耐える! 乙女たち 後編  投稿者:みのり


 最初に飛び出したのはやはりというか留美であった。猛然と眼前の氷の塊と格闘をはじ
める。
「なめないでよ、私、七瀬なのよ」
 イチゴシロップを豪快に振りかけてスプーンを動かしつづけるそのさまには、さすがに
瑞佳も危ういと思ったのか動きを止めて表情を曇らせた。
「非常にまずいんだもん、こうなったらなりふり構っていられないんだもん、……ああっ、
七瀬さん!」
 突然瑞佳が叫んだ。留美が振り向く間に素早く何かを仕込む。怪訝そうに瑞佳の顔を見
たあと何気なくスプーンで一口。
「ぐっ!?」
「成功だもん」
 激辛キムチ味シロップに留美悶絶。しかしここからがさすがだった。最後の力をふりし
ぼり、懐から何かを取り出したかと思うと素早く瑞佳の氷へ。
「そうはさせないんだもん!」
「かかったわね瑞佳」
 瑞佳が慌ててブロックすると、留美はにやりと笑いそのビンを無理やり瑞佳の口にねじ
込んだ。
「うぐ、こ、これは!?」
「特選すりおろしにんにくよ! 食らうがいいわ瑞佳!」
 留美は瑞佳の腕がだらりとぶら下がるまでその手を放さなかった。
「……さっ、さすが七瀬さんなんだもん」
 がくっ。
「ふっ、あんたもね」
 留美は瑞佳の崩れ落ちるさまを見届けると、同じように机につっぷした。
「おおーっと!! ここで両者相討ちか!! まさに見事な攻防でした」 
 そのころ繭は、
「みゅー、美味しくない」
 あっさりとリタイアしていた。
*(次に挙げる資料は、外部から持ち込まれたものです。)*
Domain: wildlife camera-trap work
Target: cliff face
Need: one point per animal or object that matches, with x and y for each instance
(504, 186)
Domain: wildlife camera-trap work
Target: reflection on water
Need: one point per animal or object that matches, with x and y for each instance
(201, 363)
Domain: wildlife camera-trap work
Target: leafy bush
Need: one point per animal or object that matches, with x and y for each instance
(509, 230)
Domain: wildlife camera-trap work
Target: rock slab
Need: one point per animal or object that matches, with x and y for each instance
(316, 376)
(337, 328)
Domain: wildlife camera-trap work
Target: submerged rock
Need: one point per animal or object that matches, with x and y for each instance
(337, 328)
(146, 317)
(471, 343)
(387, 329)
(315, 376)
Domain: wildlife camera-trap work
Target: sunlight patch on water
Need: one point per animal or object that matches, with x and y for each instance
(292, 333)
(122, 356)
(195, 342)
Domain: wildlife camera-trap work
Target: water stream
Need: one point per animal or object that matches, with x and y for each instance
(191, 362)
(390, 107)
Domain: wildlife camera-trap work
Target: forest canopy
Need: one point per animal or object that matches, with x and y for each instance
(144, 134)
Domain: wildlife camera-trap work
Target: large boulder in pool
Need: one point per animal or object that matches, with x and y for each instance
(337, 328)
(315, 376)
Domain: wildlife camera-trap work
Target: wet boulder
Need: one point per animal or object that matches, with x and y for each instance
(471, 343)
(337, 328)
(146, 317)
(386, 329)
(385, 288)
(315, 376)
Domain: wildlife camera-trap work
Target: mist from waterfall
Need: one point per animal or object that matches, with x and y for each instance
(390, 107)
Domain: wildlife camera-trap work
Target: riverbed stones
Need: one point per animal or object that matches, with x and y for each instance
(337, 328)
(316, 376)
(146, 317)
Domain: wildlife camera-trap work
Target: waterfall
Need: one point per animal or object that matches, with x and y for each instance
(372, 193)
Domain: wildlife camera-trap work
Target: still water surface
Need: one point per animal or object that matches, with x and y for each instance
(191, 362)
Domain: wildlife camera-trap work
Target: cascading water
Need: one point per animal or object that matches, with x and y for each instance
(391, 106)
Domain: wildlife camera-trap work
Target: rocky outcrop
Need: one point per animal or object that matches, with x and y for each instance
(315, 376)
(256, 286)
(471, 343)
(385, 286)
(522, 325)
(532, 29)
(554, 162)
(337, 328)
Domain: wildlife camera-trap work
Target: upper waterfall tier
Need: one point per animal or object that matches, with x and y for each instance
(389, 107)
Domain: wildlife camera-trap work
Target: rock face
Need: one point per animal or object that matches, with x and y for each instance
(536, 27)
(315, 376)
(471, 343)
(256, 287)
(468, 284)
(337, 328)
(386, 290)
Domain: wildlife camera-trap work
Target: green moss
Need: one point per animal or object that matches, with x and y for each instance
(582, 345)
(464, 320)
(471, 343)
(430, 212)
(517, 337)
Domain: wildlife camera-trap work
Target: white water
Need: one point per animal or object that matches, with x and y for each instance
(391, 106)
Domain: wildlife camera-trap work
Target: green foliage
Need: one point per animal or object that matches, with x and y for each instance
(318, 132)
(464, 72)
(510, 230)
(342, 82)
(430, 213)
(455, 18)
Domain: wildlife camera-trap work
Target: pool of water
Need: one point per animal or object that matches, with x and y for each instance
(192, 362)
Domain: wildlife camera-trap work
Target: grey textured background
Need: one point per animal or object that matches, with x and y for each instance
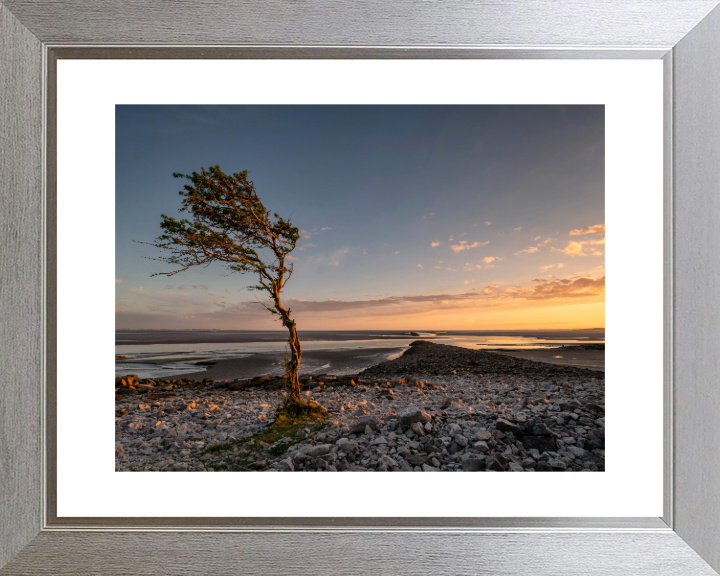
(650, 27)
(697, 288)
(20, 284)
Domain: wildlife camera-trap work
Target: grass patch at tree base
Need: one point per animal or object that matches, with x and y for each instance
(300, 411)
(294, 422)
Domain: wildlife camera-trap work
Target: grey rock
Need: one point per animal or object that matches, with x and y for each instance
(412, 414)
(417, 459)
(319, 450)
(557, 464)
(418, 428)
(505, 426)
(576, 451)
(360, 425)
(496, 462)
(539, 443)
(471, 463)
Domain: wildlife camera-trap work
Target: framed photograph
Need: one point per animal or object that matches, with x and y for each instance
(388, 257)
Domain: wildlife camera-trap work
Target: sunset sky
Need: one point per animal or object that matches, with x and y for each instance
(411, 217)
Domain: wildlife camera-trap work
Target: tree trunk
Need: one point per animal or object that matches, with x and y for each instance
(292, 377)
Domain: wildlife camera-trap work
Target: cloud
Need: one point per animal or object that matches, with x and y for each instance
(306, 235)
(463, 245)
(573, 249)
(561, 289)
(558, 289)
(578, 248)
(597, 229)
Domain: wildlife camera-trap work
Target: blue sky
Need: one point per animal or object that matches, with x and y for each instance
(413, 217)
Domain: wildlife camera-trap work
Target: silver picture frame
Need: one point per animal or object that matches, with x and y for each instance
(685, 34)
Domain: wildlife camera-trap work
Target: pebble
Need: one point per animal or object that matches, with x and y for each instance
(491, 415)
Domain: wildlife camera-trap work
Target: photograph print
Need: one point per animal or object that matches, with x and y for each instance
(360, 288)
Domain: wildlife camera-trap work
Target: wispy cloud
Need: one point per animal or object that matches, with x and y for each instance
(561, 289)
(578, 248)
(597, 229)
(465, 245)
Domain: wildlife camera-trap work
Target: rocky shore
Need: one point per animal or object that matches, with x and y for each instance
(436, 408)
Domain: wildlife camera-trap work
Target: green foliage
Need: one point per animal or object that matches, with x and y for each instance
(299, 411)
(228, 224)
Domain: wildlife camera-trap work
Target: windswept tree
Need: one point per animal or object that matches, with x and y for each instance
(230, 225)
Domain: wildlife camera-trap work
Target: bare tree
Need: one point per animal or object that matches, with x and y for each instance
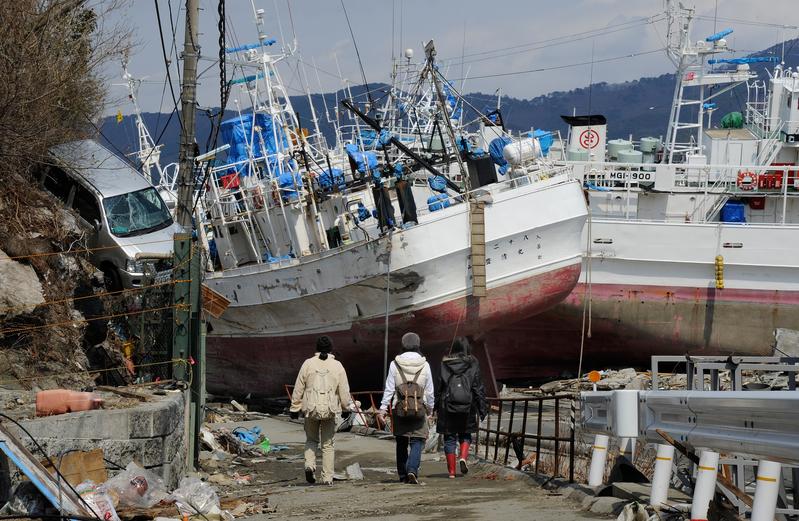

当たり前だ。
 えぐえぐ。
 どうやら澪もリタイアらしい。その隣りでみさきもぐったりとしていた。
「ううー、甘すぎて食べられないよー」
 ということは、
「私の優勝ですね」
 茜が優雅にかき氷を口に運んでいた。スプーンを口に含んで小首を傾げる。
「ちょっと、甘さが足りませんね」
 と、前に置かれたシロップ置き場に目をやった。するとそこにあるオレンジ色のジャム
の入ったビンに目が止まる。
「これはなんでしょう」
 茜はしばらくビンを見ていたかと思うとおもむろにジャムを氷にかけた。そしてスプー
ンですくって口の中に入れる。
「………ぐっ!?」
 沈黙。茜の顔色がどんどん白くなってゆく。カラン。スプーンが落ちる。そして、深い
眠りへと落ちていく。ときどき起こる痙攣。
 その様子を震えながら見ていた青い髪の少女がいたのだが、それはどうでもいいことで
ある。
 そして試合は終わったかのように見えた、が、
「はははははは、これで浩平君は僕のものだね」
 すっかり忘れていたシュンが高らかに腕を突き上げた。しかし、
「そうはさせるかー!!!」
 いきなり復活したヒロインズによってシュンはお空の星にされてしまった。
「ええっと、これは全員リタイアです! この勝負引き分けに終わりました!」
 住井がゴングを激しく打ち鳴らすと、どこからともなく救急隊員が現れて瑞佳たちを担
架に乗せて運んでいく。
 戦いは終わりを告げたのだった。
 ちなみにその後、
「今度は節分の豆まき大会で決着をつけるんだよもん!!」
 と叫ぶ瑞佳の姿があったとかなかったとか。
 そして、凍死寸前の浩平が発見されたのはあれから三日後のことであった。
 



はあ、ようやく完成しました。
短いのにこんなにかかってしまって溜め息です。
初めは寒中水泳大会にしようと思ったのですがみさき先輩がそれでは参加できないのであっさり没になりました。
しかし私は誰属性なんでしょうか?
誘われればどこまででも行きそうですが。
こんな作品ですが感想お待ちしております。
うー、続き物は初めから見てないと感想が……。